Le SYNATIC va lancer une « action plus forte » à la prochaine rentrée gouvernementale

Les travailleurs des médias publics, mobilisés au sein du SYNATIC, ont tenu une Assemblée générale le vendredi 8 août 2014 au Centre national de presse Norbert Zongo (CNP-NZ). Ils ont décidé une autre « action » plus « forte » à la rentrée gouvernementale pour obliger les autorités à satisfaire les points de revendications, notamment l’élaboration d’un Statut particulier pour les travailleurs, l’arrêt des intimidations et la levée des sanctions à l’encontre de certains camarades. Le syndicat a également annoncé l’ouverture prochaine d’une souscription en direction des militants et sympathisants.

BN2« Nous n’allons pas dormir, même si le Gouvernement va en congé ce mois d’août ! La sensibilisation [des camarades] doit se poursuivre… Il faut penser déjà à l’action pour obliger les autorités à nous écouter et à satisfaire notre plateforme », a averti Siriki Dramé, Secrétaire général adjoint (SGA) du Syndicat autonome des travailleurs de l’information et de la culture (SYNATIC), lors de cette assemblée générale et en réaction à l’inertie du gouvernement.
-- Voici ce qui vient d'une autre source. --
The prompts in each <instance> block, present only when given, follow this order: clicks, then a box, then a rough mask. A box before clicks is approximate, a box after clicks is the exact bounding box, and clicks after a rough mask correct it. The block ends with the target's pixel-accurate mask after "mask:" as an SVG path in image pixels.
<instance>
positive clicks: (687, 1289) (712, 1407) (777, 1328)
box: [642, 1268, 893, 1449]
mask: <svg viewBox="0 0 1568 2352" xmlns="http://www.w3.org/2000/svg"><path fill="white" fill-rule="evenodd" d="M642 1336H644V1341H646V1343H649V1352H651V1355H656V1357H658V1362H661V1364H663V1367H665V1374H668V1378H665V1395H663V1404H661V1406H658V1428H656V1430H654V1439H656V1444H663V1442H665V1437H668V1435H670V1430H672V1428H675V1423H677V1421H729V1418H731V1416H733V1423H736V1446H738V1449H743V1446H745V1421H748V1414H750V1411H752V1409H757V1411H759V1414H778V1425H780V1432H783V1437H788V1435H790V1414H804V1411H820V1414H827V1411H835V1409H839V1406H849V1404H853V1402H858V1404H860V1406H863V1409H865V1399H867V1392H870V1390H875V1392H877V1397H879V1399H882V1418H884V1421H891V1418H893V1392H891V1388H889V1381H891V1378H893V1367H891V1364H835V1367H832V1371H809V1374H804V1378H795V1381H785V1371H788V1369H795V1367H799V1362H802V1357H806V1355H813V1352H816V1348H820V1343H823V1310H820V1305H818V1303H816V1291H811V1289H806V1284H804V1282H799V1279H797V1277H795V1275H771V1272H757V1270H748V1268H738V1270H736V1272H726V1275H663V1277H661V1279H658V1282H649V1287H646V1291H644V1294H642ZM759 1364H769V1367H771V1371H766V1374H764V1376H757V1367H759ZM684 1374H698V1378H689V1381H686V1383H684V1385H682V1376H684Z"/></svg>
Trois semaines après la première grève historique du secteur de l’information, il n’y a toujours pas de réaction de la part des autorités.

Le Bureau national n’a pas dévoilé pour l’instant les contours de cette « action forte ». Mais il envisage très bientôt reprendre la bataille de l’opinion.

Il envisage lancer bientôt une souscription qui sera gérée par les Comités de mobilisation et Sections.

Bonne participation malgré les agissements des chefs et briseurs de grève !

Le Bureau national a félicité les militants et sympathisants pour le « grand succès » de cette première grève sectorielle. L’administration a mis les moyens pour faire échouer le mouvement. Des directeurs et chefs de services ont veillé au service, à la radio comme à la télévision, afin de briser la grève. Certains collègues sont rentrés négativement dans l’histoire en s’illustrant en briseurs de grève dans les organes à Ouagadougou comme à Bobo-Dioulasso.

participant AG 2Malgré tous ces agissements, le Bureau national juge la participation à la grève satisfaisante. A Ouagadougou, les émissions ont été quelque peu perturbées, notamment aux environs de 6 H. A la RTB2 Centre et à la Rédaction multimédia, la grève a été suivie à 100 % et il n’y a pas eu de reportage ce 16 juillet 2014.

Une « bonne participation » à la RTB-Télé, note le Bureau national qui signale que la « synthé » ne marchait pas lors des éditions du journal télévisé.

A la RTB-Radio une « très bonne participation » a également été observée.

Le Bureau national explique cependant que les reportages effectués à la radio et à la télévision nationale ont été l’œuvre de briseurs de grève à la solde des chefs de services ou de stagiaires qui n’ont pas le droit de grève.

Le SYNATIC évoque une « participation mitigée » dans les centres d’émission de la RTB. Certains camarades courageux, de façon isolée, ont osé aller en grève malgré les menaces du DGA Technologie et son équipe.

De l’avis du Bureau national, c’est aux Editions Sidwaya (Sidwaya et AIB) que le mot d’ordre a été le moins suivi.

Succès dans les régions !

Dans les autres régions, le succès est encore plus éclatant. Dori dans le Sahel et Fada dans l’Est enregistrent aussi 100 % de participation au mot d’ordre de grève du SYNATIC.

A Bobo-Dioulasso dans les Hauts-Bassins, malgré la démobilisation engendrée par les affectations-sanctions de Hahadi Sandamba et Moussa Sanou, la grève du 16 juillet 2014 a été un succès. Le même constat a été fait à Gaoua dans le Sud-ouest. Quant à Ouahigouya dans le Nord, une très bonne participation est à signaler.

Sans avoir le point de tous les CRT (Centre régional de transmission), le Bureau National affirme que beaucoup d’entre eux sont allés en grève coupant les émissions durant les 24 heures de grève.

Fiers de cette première grève, les participants à l’AG avouent avoir « mesuré l’affolement provoqué par la grève » du 16 juillet 2014. Convaincus d’avoir atteint la cible, ils sont prêts à s’engager davantage pour la satisfaction de leurs doléances.

Il s’agit notamment de :

  1. l’arrêt des intimidations et la levée des sanctions déguisées à l’encontre des militants et sympathisants du SYNATIC.
  1. l’arrêt des pressions de tout genre sur les journalistes dans le traitement de l’information dans le strict respect de l’éthique et de la déontologie,
  2. l’élaboration d’un Statut particulier pour les travailleurs des médias publics en vue de l’amélioration conséquente de leurs conditions de vie et de travail,
  3. la reconstitution de carrières des agents,
  4. le rétablissement des rémunérations injustement coupées.